BRUSSELS (Reuters) – European Union finance ministers are set to remove the Caribbean islands of the Bahamas and Saint Kitts and Nevis from an EU list of tax havens next week, EU documents show.
The two islands had been included in the blacklist in March as their tax rules and practices were deemed not in line with EU standards.
After they committed to changes, EU tax officials recommended moving them from the blacklist to a so-called grey list of jurisdictions with low tax transparency standards but aiming to become less opaque, an EU document shows.
EU finance ministers in a regular meeting on Friday next week are expected to formally adopt the removal decision, according to a draft agenda of the meeting and an EU official contacted by Reuters.
Seven other jurisdictions will remain on the blacklist.

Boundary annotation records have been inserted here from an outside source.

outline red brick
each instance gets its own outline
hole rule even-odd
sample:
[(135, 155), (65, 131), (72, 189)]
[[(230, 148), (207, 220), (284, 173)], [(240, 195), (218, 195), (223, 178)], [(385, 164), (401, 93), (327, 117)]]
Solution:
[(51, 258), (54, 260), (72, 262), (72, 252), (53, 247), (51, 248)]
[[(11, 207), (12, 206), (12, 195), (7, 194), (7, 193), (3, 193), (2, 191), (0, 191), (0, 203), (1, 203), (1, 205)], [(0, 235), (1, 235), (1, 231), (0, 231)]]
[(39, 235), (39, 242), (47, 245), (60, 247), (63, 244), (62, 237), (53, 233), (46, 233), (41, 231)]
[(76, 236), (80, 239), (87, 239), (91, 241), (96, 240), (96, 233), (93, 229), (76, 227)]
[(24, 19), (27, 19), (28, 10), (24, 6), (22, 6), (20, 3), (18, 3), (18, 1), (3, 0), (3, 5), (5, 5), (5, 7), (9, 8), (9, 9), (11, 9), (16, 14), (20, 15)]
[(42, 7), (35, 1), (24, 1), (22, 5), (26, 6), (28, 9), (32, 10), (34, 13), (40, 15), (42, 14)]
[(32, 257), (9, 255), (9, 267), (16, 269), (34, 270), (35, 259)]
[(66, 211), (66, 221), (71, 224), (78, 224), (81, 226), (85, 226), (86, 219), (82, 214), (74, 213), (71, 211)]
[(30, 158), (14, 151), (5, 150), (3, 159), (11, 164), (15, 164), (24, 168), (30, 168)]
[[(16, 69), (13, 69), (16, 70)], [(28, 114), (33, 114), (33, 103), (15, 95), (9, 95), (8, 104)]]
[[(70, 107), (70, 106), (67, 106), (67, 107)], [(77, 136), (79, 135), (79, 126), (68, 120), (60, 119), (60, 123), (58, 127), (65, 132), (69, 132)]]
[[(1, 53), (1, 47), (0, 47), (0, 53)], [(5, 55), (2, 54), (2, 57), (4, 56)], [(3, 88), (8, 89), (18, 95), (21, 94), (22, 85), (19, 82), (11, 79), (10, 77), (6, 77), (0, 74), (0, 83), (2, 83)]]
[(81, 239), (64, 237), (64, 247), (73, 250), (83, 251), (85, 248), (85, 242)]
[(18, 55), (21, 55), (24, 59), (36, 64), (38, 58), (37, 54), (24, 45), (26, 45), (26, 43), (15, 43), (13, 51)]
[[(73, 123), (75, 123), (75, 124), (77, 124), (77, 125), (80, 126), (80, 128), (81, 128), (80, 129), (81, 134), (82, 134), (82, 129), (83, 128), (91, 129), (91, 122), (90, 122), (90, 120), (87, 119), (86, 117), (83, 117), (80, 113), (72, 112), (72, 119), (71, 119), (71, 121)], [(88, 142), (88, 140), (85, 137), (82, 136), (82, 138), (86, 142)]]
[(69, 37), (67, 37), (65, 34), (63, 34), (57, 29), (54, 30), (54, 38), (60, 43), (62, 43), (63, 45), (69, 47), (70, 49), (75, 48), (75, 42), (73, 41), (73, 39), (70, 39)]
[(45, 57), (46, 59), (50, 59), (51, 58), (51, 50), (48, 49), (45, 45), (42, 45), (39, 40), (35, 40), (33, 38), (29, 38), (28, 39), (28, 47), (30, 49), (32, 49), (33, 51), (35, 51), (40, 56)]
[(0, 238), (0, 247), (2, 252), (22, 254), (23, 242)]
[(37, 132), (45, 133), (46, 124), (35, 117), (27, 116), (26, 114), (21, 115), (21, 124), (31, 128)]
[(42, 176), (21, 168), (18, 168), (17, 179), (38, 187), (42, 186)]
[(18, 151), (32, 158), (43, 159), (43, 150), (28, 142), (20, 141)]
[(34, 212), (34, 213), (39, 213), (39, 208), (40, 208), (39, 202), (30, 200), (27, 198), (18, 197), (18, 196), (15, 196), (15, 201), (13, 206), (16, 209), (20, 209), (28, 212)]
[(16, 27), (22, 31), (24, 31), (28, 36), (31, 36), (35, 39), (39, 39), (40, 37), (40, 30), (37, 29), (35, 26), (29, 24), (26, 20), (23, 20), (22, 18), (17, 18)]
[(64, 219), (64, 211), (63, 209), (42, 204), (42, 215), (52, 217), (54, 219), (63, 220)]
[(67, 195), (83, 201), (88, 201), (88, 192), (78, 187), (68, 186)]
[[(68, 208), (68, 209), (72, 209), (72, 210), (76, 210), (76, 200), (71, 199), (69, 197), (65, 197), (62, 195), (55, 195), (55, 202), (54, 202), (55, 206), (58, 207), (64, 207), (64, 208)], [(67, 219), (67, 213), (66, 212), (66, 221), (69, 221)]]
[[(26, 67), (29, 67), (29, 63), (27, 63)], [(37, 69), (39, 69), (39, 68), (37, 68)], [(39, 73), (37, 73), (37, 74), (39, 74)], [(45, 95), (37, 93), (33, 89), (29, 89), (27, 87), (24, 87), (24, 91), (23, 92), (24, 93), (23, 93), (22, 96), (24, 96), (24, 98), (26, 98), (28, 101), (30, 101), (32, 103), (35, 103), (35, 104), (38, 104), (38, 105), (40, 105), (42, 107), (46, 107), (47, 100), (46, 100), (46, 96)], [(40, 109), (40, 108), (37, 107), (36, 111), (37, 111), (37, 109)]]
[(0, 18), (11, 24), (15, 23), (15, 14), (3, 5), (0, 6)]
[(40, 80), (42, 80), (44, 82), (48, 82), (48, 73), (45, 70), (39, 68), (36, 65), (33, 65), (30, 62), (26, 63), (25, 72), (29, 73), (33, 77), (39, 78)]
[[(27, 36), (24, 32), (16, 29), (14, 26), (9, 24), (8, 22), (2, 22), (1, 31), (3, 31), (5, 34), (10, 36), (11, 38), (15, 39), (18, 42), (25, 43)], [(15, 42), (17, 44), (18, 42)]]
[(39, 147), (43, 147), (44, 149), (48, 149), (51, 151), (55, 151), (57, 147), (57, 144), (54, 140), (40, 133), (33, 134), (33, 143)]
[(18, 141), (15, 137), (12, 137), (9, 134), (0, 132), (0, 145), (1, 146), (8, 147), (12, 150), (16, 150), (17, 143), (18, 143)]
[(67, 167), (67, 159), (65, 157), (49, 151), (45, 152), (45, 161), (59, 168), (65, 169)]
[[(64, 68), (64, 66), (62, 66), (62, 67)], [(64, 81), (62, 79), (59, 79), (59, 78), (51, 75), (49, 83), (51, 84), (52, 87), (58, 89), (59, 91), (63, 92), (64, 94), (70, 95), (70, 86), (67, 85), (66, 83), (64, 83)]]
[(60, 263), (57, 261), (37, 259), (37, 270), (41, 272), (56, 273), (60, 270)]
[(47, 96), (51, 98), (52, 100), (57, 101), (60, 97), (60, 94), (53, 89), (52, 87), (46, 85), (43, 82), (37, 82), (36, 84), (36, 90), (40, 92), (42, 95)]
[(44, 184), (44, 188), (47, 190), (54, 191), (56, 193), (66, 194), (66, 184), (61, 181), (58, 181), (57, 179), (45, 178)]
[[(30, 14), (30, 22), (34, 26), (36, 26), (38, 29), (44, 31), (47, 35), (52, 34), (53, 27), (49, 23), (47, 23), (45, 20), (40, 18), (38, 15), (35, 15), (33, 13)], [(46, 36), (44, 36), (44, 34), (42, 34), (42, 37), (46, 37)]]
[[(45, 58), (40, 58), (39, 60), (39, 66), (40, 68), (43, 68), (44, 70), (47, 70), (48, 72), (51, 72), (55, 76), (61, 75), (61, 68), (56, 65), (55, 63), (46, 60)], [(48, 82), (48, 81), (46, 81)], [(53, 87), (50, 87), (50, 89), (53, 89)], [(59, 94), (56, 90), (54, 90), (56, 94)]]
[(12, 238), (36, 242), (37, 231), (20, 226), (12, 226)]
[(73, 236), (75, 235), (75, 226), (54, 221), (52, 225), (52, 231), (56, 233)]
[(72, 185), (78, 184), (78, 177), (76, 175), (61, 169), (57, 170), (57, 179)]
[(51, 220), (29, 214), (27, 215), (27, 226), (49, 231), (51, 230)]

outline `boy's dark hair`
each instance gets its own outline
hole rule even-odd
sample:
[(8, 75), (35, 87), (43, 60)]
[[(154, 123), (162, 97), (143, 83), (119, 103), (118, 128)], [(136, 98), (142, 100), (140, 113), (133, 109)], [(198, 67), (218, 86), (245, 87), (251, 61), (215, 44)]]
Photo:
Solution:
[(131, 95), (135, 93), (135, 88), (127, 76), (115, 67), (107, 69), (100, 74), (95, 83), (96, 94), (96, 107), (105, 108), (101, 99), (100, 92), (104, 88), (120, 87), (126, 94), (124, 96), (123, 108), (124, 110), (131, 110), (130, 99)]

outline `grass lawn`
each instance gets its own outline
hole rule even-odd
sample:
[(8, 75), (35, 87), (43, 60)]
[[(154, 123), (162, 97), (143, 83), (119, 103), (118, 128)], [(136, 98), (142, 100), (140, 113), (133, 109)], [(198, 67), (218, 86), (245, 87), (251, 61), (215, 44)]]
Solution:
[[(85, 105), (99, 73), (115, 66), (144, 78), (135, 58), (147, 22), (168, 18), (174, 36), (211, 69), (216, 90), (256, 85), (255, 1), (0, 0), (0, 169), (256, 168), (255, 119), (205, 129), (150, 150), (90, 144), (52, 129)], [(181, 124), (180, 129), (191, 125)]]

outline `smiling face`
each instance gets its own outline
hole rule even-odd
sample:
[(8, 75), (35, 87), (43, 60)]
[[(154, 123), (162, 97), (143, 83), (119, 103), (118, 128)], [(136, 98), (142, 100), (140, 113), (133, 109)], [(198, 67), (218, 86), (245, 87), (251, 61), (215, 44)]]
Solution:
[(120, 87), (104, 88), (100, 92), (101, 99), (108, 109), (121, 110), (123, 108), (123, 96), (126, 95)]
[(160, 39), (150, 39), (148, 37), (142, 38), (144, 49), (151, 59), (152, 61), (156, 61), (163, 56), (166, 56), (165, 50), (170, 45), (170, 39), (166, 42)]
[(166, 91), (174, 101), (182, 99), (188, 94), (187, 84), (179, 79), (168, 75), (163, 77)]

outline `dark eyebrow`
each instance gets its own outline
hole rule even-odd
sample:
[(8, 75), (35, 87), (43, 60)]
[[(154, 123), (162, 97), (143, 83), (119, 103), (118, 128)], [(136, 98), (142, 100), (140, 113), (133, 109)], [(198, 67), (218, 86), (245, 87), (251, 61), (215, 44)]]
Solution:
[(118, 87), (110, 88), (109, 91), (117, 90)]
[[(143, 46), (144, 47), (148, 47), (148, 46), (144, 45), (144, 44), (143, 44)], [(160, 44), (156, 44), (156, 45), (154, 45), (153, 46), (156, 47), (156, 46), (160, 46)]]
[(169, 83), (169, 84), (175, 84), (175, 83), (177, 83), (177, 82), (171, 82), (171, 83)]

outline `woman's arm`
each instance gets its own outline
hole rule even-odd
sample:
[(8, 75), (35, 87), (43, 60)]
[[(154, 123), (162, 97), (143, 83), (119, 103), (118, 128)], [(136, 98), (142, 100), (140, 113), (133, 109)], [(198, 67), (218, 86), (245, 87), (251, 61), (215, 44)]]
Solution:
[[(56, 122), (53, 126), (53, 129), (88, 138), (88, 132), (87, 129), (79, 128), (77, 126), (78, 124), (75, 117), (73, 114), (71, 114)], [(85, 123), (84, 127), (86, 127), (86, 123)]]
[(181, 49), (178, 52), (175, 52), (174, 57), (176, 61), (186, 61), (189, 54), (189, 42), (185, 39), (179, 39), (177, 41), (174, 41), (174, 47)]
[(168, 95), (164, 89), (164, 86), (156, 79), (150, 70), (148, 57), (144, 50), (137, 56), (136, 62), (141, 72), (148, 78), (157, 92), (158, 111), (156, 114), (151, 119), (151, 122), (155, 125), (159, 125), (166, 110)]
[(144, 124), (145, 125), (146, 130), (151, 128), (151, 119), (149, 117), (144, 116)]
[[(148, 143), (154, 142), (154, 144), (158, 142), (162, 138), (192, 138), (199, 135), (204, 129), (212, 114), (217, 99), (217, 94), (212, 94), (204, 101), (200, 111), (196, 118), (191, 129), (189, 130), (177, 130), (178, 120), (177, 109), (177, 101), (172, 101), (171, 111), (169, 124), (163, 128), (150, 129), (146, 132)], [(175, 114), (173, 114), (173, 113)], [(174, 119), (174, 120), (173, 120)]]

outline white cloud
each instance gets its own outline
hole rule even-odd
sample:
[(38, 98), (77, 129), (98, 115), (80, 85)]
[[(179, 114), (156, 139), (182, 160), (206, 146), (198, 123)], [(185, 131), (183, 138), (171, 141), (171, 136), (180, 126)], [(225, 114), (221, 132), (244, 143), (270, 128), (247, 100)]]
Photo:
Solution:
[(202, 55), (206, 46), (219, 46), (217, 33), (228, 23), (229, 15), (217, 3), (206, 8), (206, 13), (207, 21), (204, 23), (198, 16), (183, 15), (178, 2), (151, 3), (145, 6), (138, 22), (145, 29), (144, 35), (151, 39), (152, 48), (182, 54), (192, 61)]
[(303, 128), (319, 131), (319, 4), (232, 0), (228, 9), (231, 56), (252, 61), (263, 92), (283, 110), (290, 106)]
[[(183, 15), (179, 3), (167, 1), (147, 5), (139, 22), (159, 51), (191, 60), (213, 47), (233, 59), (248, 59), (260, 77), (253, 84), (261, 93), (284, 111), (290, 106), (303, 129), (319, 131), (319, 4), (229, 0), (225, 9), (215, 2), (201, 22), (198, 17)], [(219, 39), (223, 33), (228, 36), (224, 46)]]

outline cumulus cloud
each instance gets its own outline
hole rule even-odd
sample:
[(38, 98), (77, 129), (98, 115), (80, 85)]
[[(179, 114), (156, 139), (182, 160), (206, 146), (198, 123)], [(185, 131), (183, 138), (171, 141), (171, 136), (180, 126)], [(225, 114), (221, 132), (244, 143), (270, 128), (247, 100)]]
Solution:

They are Namibia, Palau, Samoa, Trinidad and Tobago and the three United States’ territories of American Samoa, Guam and the U.S. Virgin Islands.
The EU blacklist was set up last December after several revelations of widespread tax avoidance schemes used by corporations and wealthy individuals to lower their tax bills.
Blacklisted jurisdictions could face reputational damage and stricter controls on their financial transactions with the EU, although no sanctions have been agreed by EU states yet.
Those who are on the grey list could be moved to the blacklist if they do not honor their commitments.